Cars are more expensive than ever before. And the dream of buying a brand-new one is seeming like more and more of a luxury purchase to most Americans.

We’re not talking about Teslas, Porsches, or Mercedes. We’re talking about your basic everyday new car: the Fords, Chevys, and Hondas of the car market.

The average price for a new car has hovered around $47,000 since December. But thanks to the Fed’s rising interest rates, car payments are now more expensive than ever before. The average new car payment is now $712 in the U.S.

That’s a lot. And that doesn’t even include insurance, maintenance, or fuel costs.

In fact, that’s getting uncomfortably close to mortgage payment levels, which averaged $1,100 a month in the most recent Census American housing survey.

And as far as that $47,000 price tag is concerned…. The average American is putting anywhere between $10,000 and $15,000 down on a house right now and $6,000 down on a new car.

The numbers here are just too close. And those looking to alleviate the strain by buying a used car are in for some big trouble.

As of May, used car prices had risen 16.1% over the last year as well. Meanwhile, the Bureau of Labor Statistics only clocked new cars at a 12.6% increase – which many market experts disagree with. They’re saying it’s a whole lot higher.

Take a look at this chart that shows the number of weeks of median income it takes an average American to buy a new car:

In one year, the cost of a new car has gone from just under 35 weeks of income to 41.3 weeks.

The average American brings in a little over $1,100 per week. So that’s an increase of over $7,000 per new car, or an 18% increase in price in just about a year according to one source.

At this rate, a new car will be on pace to rival our mortgage payment in another year.

Prices Can’t Stay Up Forever

The good news is that auto prices have to come down at some point.

In fact, the sky-high auto prices may end sooner than we might expect.

Semiconductor shortages at the beginning of the pandemic spurred the rapid increase in new and used car prices.

Carmakers slashed their orders for chips, expecting little demand for new cars amid a global pandemic.

Meanwhile, demand for laptops, iPads, smartphones, and other electronic devices surged as schools and work went online. So semiconductor makers took on orders from electronics makers.

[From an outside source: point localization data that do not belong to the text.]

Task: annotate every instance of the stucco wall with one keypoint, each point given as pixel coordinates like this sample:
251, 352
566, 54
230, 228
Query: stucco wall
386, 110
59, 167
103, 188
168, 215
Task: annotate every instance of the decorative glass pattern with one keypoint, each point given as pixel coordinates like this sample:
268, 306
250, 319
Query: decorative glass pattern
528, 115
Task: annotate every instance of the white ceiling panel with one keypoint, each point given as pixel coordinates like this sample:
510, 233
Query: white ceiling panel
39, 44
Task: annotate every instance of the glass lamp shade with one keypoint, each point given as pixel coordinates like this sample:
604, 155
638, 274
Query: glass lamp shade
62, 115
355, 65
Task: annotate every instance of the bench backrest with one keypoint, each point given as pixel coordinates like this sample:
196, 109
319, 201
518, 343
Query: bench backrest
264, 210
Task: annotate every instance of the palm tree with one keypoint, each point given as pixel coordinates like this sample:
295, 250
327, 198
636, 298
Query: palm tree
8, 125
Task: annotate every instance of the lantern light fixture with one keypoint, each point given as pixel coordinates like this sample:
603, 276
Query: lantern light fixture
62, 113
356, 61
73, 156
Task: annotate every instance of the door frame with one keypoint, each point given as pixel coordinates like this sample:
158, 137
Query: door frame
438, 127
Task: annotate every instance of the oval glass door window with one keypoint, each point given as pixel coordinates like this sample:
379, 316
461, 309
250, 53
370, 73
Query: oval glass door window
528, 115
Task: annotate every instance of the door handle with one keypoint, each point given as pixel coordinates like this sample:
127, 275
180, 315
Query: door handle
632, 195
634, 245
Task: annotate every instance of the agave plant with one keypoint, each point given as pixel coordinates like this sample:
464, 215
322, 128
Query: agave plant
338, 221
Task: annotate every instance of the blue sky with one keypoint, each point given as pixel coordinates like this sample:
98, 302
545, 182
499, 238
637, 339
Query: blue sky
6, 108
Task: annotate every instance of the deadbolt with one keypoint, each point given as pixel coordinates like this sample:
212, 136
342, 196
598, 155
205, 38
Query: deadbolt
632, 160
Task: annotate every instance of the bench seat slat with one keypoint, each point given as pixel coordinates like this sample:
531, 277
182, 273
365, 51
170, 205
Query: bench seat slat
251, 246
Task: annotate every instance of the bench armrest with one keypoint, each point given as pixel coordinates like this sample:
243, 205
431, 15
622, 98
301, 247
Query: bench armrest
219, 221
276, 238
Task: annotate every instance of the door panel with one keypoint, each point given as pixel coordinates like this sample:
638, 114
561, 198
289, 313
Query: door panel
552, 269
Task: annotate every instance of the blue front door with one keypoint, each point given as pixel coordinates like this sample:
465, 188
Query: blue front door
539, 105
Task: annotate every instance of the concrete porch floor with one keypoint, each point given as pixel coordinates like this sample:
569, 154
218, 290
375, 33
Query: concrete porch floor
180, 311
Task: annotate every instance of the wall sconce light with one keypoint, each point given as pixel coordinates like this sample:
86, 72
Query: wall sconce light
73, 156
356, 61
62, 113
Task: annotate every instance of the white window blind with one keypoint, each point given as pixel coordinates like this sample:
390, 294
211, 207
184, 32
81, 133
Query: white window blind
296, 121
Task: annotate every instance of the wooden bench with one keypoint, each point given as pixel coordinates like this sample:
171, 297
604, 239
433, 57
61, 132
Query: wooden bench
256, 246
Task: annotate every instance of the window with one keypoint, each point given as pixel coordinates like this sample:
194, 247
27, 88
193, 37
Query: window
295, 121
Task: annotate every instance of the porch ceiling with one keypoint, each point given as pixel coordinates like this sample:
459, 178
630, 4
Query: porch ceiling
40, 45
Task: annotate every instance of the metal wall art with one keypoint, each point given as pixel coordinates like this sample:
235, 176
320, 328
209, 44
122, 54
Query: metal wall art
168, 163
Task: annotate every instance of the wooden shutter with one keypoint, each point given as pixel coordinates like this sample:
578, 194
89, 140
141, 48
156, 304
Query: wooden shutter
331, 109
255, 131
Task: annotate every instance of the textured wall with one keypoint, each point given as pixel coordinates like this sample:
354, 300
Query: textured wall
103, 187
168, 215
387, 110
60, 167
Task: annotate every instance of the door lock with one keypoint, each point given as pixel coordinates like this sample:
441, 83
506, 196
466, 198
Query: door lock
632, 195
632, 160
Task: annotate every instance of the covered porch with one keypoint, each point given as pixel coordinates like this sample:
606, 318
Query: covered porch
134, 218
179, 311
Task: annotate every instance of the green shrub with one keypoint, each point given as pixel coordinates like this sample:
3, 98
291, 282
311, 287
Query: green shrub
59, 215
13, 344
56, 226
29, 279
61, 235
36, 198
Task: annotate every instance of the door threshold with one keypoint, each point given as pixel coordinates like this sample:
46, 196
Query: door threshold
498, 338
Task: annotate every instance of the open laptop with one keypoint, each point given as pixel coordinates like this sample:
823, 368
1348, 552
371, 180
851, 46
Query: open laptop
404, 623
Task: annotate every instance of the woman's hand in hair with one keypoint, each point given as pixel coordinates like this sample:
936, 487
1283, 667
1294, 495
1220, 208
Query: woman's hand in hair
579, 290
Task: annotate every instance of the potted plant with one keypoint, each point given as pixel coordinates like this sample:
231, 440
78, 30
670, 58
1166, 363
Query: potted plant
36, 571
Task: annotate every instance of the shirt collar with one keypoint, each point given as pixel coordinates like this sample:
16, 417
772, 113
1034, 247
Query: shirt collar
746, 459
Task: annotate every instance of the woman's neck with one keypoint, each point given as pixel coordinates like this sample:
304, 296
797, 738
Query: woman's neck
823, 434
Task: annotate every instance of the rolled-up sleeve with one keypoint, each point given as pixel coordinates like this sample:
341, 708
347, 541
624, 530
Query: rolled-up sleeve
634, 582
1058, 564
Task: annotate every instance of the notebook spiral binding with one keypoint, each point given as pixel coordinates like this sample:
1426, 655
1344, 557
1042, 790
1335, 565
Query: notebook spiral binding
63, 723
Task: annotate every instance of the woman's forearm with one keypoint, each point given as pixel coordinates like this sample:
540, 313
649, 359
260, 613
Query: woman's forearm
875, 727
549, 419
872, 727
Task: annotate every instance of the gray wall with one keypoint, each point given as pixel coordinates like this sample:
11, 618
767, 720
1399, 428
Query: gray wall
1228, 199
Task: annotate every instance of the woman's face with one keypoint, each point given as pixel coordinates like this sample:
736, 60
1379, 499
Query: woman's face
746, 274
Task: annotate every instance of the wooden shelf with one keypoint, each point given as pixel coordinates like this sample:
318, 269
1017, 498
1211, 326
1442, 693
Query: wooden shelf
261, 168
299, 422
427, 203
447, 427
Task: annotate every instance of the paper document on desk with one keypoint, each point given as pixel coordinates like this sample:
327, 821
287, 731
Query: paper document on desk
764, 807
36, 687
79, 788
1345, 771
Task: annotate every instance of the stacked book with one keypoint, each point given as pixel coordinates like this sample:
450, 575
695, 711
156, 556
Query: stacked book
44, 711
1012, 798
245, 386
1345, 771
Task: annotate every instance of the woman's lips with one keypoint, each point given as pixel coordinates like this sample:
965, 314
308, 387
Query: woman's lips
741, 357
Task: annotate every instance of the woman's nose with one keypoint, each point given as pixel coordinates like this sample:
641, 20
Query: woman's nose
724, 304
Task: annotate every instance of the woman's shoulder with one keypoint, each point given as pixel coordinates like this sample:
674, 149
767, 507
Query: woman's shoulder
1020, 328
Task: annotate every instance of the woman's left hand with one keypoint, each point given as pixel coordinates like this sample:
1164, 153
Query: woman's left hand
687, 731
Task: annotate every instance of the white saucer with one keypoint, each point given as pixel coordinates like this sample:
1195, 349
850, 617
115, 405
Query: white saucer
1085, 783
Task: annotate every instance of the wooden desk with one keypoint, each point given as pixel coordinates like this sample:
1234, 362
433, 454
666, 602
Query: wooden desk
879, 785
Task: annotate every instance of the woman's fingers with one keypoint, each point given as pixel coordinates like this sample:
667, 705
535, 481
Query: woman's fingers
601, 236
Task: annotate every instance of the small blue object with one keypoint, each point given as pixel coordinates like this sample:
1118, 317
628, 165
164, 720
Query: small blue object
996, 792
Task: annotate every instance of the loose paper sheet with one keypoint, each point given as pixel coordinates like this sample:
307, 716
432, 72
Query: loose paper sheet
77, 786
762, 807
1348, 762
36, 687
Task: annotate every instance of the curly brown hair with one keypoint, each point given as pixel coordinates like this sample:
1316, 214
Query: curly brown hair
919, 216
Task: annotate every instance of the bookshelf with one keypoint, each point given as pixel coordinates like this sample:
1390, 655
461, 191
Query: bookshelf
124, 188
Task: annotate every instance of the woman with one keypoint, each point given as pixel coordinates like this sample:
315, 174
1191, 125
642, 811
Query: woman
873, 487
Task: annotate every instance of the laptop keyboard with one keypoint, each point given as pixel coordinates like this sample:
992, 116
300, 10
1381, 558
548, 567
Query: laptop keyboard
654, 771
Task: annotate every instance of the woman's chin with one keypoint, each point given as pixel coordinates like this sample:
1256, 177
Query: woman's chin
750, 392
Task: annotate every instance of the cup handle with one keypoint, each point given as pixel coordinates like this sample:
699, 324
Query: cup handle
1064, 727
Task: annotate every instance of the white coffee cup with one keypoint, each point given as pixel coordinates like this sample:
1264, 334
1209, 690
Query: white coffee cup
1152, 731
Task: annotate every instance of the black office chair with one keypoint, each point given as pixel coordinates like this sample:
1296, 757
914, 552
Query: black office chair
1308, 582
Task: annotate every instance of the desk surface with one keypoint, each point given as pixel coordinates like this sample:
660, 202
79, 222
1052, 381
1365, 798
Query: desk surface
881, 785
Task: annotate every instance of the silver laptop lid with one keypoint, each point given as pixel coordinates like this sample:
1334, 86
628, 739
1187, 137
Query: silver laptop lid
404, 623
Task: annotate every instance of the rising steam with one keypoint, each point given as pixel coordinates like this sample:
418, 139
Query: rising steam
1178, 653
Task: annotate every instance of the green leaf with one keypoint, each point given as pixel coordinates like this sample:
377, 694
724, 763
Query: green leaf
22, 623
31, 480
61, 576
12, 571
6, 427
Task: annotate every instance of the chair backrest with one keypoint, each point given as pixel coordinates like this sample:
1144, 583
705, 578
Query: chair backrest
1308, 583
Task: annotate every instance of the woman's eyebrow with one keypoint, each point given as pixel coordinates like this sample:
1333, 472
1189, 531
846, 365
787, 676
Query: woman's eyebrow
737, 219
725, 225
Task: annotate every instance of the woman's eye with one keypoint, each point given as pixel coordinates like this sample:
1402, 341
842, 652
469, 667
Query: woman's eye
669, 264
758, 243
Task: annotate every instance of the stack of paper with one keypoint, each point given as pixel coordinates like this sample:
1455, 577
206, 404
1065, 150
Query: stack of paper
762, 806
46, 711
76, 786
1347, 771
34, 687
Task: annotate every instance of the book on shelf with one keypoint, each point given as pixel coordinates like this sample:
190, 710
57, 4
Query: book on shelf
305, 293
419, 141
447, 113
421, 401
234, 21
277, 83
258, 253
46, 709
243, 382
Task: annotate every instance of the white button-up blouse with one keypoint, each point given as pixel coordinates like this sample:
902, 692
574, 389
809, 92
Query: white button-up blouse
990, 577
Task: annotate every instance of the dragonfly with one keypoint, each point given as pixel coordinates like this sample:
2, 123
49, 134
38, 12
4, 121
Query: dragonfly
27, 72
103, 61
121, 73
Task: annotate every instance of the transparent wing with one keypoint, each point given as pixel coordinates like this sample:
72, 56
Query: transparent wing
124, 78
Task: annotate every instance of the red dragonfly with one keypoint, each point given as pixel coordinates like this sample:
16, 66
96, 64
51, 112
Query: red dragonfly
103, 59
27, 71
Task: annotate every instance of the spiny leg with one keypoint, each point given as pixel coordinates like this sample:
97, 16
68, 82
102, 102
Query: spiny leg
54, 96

Yet not long after the world began reopening, demand for cars surged back up with a vengeance. Carmakers were scrambling, as semiconductor foundries now didn’t have room for any extra production.

The war in Ukraine also disrupted the supply of neon, which is required for making many semiconductors.

The additional strain on supply chains meant the needed chips for cars were nowhere to be found. Given that luxury and high-tech cars can use 100 or more microprocessors, this was a big problem. Even regular cars can use two or three dozen of these semiconductor-heavy parts.

But the global shortage of semiconductors will come to an end.

High inflation and a potential recession are already dissuading consumers from spending on discretionary items like new phones, computers, and tablets that boomed during the pandemic. Computer shipments are already down 7% and are on track to be down 8.2% from last year.

The crypto downturn and massive changes in crypto mining recently have also put a damper on demand for chips from those areas. All of this will return electronics semiconductor demand to more normal levels and free up more chips for cars.

Meanwhile, chipmakers have been scaling up production for desperate automakers, and supply chains are returning more to normal.

Last month, Mercedes Benz and BMW reported they were receiving sufficient high-tech components for their full production capacity. Volkswagen likewise shared that it is now getting “steady supplies.”

While it will take time for this to reach all corners of the automotive industry, it’s great to see the tides finally – if slowly – beginning to shift.

Where We’re Headed

For now, we should aim to keep our current vehicles if at all possible instead of buying a new car. That’s because, in the coming months, we should expect to see car prices begin to trickle down.

More supply will come to the market and slowly fill out carmakers’ backlog, enabling more people to get that new Ford or Tesla.

In fact, it’s possible that we will see an oversupply hit the market in a year or so. Consumers have little interest in purchasing new vehicles at these elevated prices and high-interest rates if they don’t have to. So while supply and demand find their new equilibrium, we could briefly see a supply glut. If so, that should force prices for new and used autos back down to reasonable levels.

Again, this won’t happen overnight. But if any of us are looking at our current car and wincing, then please keep hanging on.

Soon enough, the car industry will return to something more normal, enabling us to get a new vehicle… without taking out the equivalent of a second mortgage.